The High Court will examine the specific preventive detention statute under which Priya was arrested to determine whether its procedures were followed. Article 22's twenty-four-hour rule does not apply to preventive detention, but the relevant statute likely imposes its own timeline (often ten to fourteen days for first review). If that statutory procedure was followed, the arrest may be legal despite the longer detention. However, denial of legal access may violate the statute itself. The petitioner's remedy lies not in Article 22's mechanical protections but in whether the statutory framework for preventive detention was observed.

Scenario

A teenager named Arun is detained by police at 3 PM on Tuesday for alleged involvement in a brawl. Police communicate the grounds clearly: he allegedly punched another boy, causing injury.

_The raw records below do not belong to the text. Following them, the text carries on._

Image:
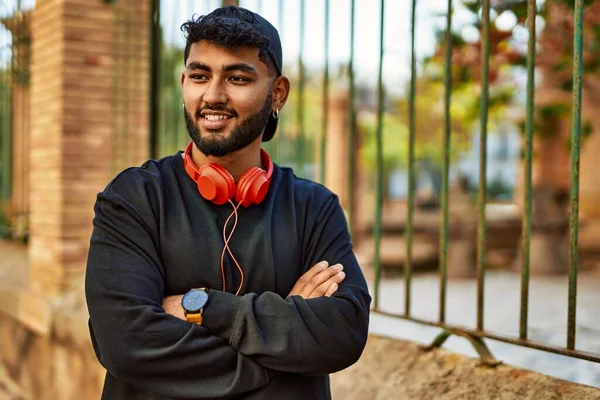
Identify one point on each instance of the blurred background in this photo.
(397, 112)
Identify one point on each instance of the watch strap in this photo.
(194, 318)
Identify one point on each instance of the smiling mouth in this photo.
(215, 117)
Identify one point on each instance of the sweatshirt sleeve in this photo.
(314, 336)
(134, 339)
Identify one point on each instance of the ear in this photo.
(281, 91)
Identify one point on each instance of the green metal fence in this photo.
(296, 145)
(14, 83)
(476, 335)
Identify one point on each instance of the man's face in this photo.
(227, 94)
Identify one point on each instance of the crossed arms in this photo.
(244, 340)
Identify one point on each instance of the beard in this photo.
(215, 143)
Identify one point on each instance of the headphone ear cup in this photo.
(252, 187)
(216, 183)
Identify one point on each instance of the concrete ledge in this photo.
(395, 369)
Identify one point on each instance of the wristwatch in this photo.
(193, 303)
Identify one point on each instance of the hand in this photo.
(320, 280)
(172, 305)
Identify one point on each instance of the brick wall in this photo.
(89, 110)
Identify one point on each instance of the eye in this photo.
(239, 79)
(198, 77)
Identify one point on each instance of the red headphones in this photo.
(216, 184)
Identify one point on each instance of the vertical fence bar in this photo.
(485, 66)
(575, 149)
(411, 163)
(379, 140)
(351, 123)
(325, 98)
(114, 106)
(6, 127)
(300, 105)
(526, 244)
(155, 67)
(281, 133)
(446, 168)
(127, 54)
(174, 88)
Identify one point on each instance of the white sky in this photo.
(430, 14)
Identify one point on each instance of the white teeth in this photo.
(212, 117)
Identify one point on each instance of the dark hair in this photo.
(228, 27)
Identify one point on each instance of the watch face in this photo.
(194, 300)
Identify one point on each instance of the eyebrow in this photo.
(195, 65)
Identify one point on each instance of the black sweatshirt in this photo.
(155, 236)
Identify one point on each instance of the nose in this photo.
(215, 92)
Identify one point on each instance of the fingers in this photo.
(332, 289)
(332, 274)
(307, 276)
(329, 287)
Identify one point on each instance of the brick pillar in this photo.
(78, 110)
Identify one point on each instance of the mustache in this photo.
(198, 112)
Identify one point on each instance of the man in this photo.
(214, 273)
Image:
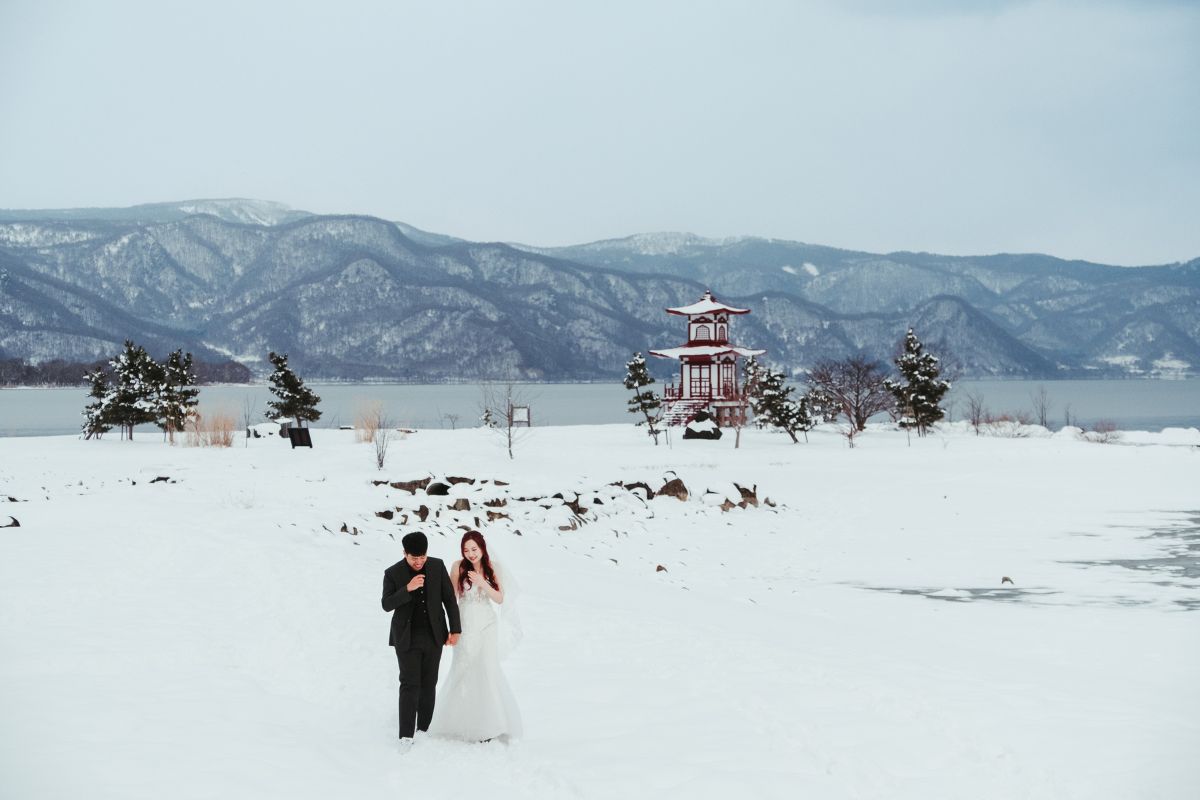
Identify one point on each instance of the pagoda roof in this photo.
(707, 305)
(705, 349)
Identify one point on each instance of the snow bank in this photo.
(219, 635)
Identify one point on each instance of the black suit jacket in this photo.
(438, 594)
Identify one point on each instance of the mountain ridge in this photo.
(355, 296)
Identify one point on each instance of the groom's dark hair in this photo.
(415, 543)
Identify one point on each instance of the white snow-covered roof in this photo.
(703, 349)
(707, 305)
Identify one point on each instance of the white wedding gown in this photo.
(475, 702)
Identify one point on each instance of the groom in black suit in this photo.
(415, 591)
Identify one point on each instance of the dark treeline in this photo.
(16, 372)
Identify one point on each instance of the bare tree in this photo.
(856, 385)
(382, 439)
(1069, 419)
(1041, 398)
(976, 410)
(247, 414)
(497, 409)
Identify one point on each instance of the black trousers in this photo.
(418, 680)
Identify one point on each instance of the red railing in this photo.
(726, 392)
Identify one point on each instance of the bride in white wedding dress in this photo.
(477, 704)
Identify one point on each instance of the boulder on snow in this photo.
(702, 426)
(676, 488)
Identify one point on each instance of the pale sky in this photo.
(1071, 128)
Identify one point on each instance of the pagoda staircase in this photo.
(681, 410)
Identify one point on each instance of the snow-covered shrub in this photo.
(211, 429)
(1103, 432)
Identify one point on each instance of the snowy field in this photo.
(216, 635)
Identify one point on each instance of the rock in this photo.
(675, 488)
(639, 485)
(411, 486)
(749, 497)
(702, 426)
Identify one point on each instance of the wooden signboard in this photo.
(300, 438)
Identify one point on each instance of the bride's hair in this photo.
(485, 563)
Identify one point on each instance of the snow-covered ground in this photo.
(216, 635)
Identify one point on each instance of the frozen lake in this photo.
(1129, 404)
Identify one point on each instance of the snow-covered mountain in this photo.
(353, 298)
(245, 211)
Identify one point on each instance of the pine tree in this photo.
(295, 400)
(918, 397)
(643, 401)
(132, 401)
(96, 413)
(772, 402)
(177, 392)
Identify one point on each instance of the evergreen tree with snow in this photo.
(918, 398)
(645, 401)
(177, 392)
(132, 398)
(295, 400)
(772, 402)
(96, 416)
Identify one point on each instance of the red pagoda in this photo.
(708, 366)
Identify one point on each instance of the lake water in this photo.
(1129, 404)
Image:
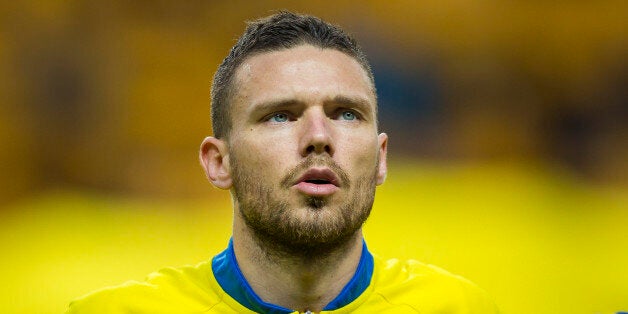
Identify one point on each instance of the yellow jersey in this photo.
(217, 286)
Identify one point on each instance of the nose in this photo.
(316, 137)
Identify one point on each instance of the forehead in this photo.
(304, 73)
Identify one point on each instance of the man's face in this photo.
(304, 150)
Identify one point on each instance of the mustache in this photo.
(315, 161)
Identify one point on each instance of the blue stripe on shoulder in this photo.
(228, 274)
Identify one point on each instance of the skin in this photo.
(292, 105)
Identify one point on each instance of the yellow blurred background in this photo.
(509, 143)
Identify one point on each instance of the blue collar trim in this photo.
(230, 278)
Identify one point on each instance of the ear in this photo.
(382, 140)
(214, 157)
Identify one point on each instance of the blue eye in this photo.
(279, 117)
(348, 115)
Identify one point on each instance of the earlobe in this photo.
(214, 158)
(382, 170)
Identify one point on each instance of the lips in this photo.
(318, 182)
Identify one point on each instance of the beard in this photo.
(314, 227)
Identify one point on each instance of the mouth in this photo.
(318, 182)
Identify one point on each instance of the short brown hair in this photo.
(279, 31)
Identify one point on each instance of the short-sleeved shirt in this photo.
(218, 286)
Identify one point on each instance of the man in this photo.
(294, 115)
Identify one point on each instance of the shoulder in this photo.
(428, 289)
(168, 290)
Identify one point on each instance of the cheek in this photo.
(359, 154)
(258, 154)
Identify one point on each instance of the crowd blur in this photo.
(114, 95)
(508, 151)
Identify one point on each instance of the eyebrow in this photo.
(272, 105)
(361, 103)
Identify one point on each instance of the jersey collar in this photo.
(228, 274)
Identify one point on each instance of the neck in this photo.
(291, 281)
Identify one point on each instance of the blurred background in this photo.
(508, 125)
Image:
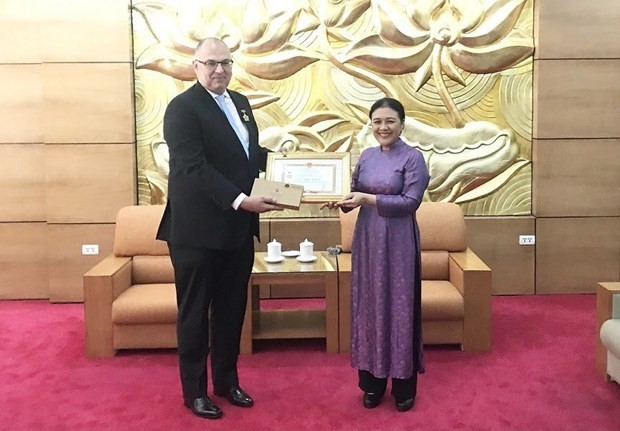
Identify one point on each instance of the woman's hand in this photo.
(330, 205)
(355, 199)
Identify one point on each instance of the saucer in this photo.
(306, 259)
(290, 253)
(274, 260)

At 4 PM, Arun's father arrives and requests a lawyer, but police say the lawyer may arrive only after custodial interrogation (in about three hours). At 7 PM, after interrogation, the lawyer is permitted to meet Arun. At 8 PM, Arun is produced before a magistrate. The entire sequence occurs within the twenty-four-hour window.

Analysis

This scenario appears compliant on the timeline (produced at 8 PM, well before 3 PM the next day) and grounds are clearly stated. However, the right to consult a legal practitioner is being denied until after interrogation is completed. The Constitution grants the right to consult a lawyer from the moment of arrest, not after police interrogation concludes. Police reasoning (that the lawyer might interfere with interrogation) is precisely the kind of police convenience that Article 22 prohibits. The sequencing matters: grounds and counsel are meant to be available immediately, and production is the final checkpoint. Delaying counsel until after custodial questioning violates the constitutional order of protections.

Outcome

Any confession or incriminating statement Arun made during the interrogation period (3 PM to 7 PM, before legal consultation) will be ruled inadmissible in court as obtained in violation of Article 22. The delayed access to counsel is a fundamental breach, regardless of timely production before the magistrate. The magistrate should have observed that Arun was not properly advised before taking any statement from him. This outcome shows that meeting the deadline is necessary but not sufficient for compliance.

How CLAT tests this

  1. Questions present a scenario where grounds are communicated and magistrate production occurs on time, but legal consultation is delayed or denied—students must recognize that all three elements are independent requirements, not a list where meeting two suffices.
  2. Fact patterns describe arrest under a preventive detention statute and ask whether Article 22 applies identically to ordinary criminal arrest—the trap is that students forget the explicit exception for preventive detention and mistakenly apply Article 22's full force, when the statutory framework for preventive detention governs instead.
  3. Scenarios blur Article 22 (procedural protections during arrest) with Article 21 (substantive right to life and personal liberty)—examiners mix questions about torture, long-term confinement, or inhumane conditions with Article 22 timing/counsel issues, testing whether students confuse these distinct constitutional protections.
  4. Questions describe informal detention or 'picked up for questioning' scenarios and ask whether the twenty-four-hour clock has started—students may assume the clock starts only after formal arrest is recorded, when in fact unlawful informal detention prior to formal arrest itself violates Article 22.
  5. Fact patterns import provisions from bail law or criminal procedure statutes (e.g., 'the person has no right to bail') and combine them with Article 22 questions—the distraction is that students may think Article 22 guarantees bail, when it only guarantees production before a magistrate who then decides bail; the provisions operate in different domains.